A penetração cada vez mais forte dos comunistas nos sindicatos levou a uma
agudização das relações entre eles e os anarquistas, principalmente depois da criação da CGT
(Confederação Geral do Trabalho), que embora tivesse grande penetração no Rio de Janeiro,
não contava com a recepção dos paulistas, fato evidenciado pelo posicionamento da União
dos Trabalhadores da Light, uma das mais expressivas organizações de São Paulo, “que
publicou um comunicado que afirmava não reconhecer a CGT, e afirmando sua afinidade com
a Federação Operária de São Paulo (anarco-sindicalista)” (Silva: 1999).
A década de vinte foi também marcada por uma situação conflituosa no campo
político, demonstrando grande agitação nesse meio, cujos acontecimentos traçarão novos
rumos para o movimento operário na década seguinte.
Além de ter que lidar com as constantes manifestações da classe trabalhadora,
o revezamento no Poder Central das oligarquias paulista e mineira passava a ser contestado
pelas oligarquias de outros estados, numa situação que já vinha se configurando desde a
31
década de dez, quando do apoio dado pelos mineiros à candidatura do Mal.
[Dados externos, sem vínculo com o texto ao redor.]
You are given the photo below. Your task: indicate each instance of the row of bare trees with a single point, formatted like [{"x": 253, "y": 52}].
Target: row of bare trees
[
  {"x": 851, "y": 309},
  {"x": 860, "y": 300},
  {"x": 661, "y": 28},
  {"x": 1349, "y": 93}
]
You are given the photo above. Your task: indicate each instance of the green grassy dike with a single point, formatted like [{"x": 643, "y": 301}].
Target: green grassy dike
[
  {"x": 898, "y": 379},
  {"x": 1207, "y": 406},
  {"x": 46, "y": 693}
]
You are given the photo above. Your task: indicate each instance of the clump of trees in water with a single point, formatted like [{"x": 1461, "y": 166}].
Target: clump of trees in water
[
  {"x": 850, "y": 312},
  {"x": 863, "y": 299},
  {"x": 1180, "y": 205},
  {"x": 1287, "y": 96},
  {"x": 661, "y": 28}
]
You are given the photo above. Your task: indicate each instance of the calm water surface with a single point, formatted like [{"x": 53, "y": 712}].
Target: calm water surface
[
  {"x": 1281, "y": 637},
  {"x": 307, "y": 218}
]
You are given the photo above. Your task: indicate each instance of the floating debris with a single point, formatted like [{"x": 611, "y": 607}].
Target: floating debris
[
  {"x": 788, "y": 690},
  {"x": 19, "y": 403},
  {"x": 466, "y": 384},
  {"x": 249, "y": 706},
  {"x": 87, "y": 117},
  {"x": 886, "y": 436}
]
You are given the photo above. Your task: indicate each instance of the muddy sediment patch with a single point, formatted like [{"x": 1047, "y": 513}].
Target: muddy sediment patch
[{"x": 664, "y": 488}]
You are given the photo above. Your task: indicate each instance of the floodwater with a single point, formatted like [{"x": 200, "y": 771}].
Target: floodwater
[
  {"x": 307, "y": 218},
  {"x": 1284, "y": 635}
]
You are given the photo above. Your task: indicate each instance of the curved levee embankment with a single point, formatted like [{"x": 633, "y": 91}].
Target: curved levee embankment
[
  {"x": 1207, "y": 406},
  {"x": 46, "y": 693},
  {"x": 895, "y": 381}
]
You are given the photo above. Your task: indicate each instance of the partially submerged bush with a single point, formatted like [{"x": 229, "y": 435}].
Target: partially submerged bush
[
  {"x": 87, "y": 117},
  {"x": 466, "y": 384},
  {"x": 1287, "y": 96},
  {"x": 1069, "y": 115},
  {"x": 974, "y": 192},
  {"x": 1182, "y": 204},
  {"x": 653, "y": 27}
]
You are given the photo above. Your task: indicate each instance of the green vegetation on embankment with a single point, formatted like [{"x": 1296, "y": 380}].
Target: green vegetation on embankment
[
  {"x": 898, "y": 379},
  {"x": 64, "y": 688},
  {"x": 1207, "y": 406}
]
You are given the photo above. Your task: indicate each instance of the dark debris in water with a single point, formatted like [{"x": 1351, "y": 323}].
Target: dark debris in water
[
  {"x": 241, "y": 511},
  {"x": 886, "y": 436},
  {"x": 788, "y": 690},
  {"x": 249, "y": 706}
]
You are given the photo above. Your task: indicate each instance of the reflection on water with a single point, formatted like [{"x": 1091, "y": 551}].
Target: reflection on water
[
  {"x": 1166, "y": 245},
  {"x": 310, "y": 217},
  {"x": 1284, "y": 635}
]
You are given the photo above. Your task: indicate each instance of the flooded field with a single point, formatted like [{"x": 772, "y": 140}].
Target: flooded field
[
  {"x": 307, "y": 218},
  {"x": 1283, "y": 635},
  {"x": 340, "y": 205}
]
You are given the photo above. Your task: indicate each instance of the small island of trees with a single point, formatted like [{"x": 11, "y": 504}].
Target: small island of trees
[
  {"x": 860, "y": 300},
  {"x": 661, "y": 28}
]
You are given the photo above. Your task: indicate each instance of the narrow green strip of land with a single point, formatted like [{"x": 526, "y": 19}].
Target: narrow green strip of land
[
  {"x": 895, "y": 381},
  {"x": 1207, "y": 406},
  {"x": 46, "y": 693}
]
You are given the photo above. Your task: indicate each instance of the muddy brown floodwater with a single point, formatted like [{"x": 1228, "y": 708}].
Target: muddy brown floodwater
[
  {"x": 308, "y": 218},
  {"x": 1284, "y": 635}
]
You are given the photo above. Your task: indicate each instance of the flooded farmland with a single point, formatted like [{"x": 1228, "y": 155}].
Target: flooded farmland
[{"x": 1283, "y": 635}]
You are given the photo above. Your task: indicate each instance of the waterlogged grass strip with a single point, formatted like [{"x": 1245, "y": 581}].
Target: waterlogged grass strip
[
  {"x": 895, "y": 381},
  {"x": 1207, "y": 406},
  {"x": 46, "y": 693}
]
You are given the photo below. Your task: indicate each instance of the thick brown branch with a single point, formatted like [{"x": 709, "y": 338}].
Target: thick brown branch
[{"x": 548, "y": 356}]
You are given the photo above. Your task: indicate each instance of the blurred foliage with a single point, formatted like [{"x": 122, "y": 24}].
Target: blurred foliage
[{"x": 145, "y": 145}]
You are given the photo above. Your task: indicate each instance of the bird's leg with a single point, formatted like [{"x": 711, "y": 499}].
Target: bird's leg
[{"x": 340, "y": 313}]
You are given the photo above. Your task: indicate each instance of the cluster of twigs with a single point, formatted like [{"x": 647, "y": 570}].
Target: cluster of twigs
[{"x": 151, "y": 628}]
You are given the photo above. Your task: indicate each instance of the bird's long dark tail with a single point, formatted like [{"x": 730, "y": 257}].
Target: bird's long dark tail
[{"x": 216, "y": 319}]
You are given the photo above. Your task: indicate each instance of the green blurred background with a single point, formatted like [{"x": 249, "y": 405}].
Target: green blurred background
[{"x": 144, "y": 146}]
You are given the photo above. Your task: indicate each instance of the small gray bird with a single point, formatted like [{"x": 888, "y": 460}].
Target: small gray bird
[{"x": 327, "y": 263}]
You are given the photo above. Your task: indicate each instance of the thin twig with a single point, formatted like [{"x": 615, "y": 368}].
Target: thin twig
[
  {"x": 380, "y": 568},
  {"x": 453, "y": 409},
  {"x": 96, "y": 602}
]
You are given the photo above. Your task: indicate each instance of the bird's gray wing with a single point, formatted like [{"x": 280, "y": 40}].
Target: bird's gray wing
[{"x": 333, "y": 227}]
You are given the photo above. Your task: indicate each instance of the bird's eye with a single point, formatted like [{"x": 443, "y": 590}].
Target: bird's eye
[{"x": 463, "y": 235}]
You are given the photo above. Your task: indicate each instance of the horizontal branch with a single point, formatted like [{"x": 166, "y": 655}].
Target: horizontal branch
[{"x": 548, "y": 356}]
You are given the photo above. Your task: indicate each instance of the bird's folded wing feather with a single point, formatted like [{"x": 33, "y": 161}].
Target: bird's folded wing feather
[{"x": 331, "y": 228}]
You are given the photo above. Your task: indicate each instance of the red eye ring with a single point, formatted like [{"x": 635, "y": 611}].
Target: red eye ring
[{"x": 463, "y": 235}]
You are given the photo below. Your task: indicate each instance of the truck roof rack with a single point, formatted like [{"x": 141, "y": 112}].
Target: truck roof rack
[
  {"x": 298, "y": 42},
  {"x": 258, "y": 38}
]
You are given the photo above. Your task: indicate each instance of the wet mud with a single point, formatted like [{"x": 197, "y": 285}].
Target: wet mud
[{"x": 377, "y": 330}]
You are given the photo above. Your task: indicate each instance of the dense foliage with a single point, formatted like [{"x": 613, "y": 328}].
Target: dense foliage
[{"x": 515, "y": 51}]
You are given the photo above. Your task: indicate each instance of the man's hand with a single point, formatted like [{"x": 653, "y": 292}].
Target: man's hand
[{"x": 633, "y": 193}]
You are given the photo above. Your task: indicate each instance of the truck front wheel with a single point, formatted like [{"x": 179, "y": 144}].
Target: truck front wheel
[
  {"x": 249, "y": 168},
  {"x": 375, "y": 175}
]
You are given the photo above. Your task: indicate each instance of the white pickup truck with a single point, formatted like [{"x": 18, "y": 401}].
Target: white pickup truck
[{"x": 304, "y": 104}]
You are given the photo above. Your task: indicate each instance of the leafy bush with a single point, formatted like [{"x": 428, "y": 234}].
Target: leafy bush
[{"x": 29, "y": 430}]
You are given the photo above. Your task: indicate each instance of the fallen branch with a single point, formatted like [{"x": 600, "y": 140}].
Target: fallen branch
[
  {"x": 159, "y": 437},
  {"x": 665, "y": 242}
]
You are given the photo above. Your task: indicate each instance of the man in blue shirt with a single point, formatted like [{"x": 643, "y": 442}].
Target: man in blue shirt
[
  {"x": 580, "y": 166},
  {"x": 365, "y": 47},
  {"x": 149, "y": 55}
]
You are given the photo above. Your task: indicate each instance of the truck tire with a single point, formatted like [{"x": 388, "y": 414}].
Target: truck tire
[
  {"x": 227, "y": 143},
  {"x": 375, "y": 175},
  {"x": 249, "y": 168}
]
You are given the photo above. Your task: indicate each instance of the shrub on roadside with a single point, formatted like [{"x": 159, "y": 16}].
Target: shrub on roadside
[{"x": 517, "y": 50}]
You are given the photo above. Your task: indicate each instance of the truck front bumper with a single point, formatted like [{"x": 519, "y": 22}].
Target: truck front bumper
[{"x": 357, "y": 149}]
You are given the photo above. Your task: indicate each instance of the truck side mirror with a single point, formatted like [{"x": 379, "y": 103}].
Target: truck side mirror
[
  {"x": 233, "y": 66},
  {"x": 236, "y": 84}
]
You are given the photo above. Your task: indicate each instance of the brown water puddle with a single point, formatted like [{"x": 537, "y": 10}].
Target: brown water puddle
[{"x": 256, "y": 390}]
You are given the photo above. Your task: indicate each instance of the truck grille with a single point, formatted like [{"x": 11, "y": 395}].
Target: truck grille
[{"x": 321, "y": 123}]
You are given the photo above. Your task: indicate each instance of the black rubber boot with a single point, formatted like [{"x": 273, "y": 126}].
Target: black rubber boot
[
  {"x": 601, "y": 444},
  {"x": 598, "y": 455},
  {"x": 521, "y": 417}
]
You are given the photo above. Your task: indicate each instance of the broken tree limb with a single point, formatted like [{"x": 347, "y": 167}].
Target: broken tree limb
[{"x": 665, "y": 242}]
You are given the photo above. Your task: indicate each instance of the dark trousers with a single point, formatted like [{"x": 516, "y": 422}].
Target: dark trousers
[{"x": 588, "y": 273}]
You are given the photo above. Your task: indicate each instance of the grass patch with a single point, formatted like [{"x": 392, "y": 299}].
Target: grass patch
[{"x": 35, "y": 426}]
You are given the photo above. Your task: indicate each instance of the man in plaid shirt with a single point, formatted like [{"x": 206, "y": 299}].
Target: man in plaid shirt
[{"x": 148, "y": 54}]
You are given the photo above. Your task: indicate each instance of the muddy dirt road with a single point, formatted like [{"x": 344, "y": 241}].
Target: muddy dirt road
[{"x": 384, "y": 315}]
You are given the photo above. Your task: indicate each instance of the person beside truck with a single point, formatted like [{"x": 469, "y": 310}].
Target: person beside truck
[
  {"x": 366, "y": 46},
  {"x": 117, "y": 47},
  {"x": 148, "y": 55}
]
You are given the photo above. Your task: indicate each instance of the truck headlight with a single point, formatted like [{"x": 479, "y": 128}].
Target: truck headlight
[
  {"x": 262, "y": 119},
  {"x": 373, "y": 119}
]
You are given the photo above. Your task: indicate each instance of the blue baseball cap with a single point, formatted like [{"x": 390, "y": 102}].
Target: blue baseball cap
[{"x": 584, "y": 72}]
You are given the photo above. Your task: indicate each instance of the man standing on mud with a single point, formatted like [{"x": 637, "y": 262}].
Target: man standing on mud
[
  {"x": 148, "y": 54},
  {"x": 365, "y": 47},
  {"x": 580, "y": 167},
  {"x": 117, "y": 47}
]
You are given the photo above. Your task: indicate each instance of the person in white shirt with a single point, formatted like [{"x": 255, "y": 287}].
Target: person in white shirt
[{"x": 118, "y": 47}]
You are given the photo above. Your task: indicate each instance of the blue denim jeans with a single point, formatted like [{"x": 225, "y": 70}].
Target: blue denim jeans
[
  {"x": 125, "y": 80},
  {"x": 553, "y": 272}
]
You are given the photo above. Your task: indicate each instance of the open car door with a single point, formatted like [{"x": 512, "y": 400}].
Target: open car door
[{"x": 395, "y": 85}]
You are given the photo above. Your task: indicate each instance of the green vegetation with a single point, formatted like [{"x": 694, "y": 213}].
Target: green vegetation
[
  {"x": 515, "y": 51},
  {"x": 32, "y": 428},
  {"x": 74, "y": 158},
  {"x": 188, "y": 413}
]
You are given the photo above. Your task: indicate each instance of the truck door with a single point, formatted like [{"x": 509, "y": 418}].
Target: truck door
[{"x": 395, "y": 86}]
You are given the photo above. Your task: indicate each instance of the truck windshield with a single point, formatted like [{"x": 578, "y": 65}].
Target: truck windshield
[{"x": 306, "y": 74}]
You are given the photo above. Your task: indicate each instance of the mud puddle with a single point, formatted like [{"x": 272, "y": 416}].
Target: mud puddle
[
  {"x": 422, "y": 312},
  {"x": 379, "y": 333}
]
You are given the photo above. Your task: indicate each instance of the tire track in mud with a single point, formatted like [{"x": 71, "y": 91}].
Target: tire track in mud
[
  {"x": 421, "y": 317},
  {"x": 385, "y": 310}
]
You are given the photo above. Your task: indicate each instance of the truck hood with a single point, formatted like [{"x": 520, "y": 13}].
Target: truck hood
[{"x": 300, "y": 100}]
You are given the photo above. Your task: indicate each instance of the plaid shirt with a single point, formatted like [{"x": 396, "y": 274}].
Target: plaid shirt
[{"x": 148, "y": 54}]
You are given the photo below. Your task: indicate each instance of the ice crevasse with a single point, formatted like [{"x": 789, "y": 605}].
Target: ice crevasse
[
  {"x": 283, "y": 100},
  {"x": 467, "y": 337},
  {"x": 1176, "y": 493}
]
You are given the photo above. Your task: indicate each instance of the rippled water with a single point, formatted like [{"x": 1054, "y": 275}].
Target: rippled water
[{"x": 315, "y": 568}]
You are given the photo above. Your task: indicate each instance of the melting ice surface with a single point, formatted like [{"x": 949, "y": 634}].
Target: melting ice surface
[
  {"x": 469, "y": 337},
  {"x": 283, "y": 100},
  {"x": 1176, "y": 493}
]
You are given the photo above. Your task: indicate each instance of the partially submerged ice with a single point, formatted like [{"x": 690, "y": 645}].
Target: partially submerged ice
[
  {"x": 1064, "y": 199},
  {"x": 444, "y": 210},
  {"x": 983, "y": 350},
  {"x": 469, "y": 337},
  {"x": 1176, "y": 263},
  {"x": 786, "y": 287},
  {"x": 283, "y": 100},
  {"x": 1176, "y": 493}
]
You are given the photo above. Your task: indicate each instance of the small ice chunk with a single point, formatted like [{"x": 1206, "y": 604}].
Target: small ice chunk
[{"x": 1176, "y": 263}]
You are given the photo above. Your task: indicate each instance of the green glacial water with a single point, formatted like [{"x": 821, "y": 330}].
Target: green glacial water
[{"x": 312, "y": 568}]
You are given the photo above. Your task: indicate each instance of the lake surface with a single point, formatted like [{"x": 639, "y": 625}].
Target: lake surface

Hermes da
Fonseca, representante dos interesses do Rio Grande do Sul, feita à revelia dos paulistas.
Essas divergências ficaram mais evidentes na campanha presidencial de 1921,
conhecida na historiografia como a Reação Republicana, quando as oligarquias gaúcha,
baiana, pernambucana e fluminense apoiaram a candidatura de Nilo Peçanha para disputar o
pleito com Arthur Bernardes, representante da política do café - com- leite, tendo a
“oposição” percorrido alguns estados brasileiros, denunciando o domínio de Minas e São
Paulo na Presidência da República e reivindicando uma maior proteção aos produtores
agrícolas de outras regiões.
Paralelamente, tem início um movimento de contestação ao Estado Oligárquico
dentro dos quartéis. Tendo à frente a baixa oficialidade do exército, uma série de levantes
armados foram realizados, buscando tomar o poder para efetuar uma moralização na política
brasileira, vista como tendo sido corrompida pelos governantes civis.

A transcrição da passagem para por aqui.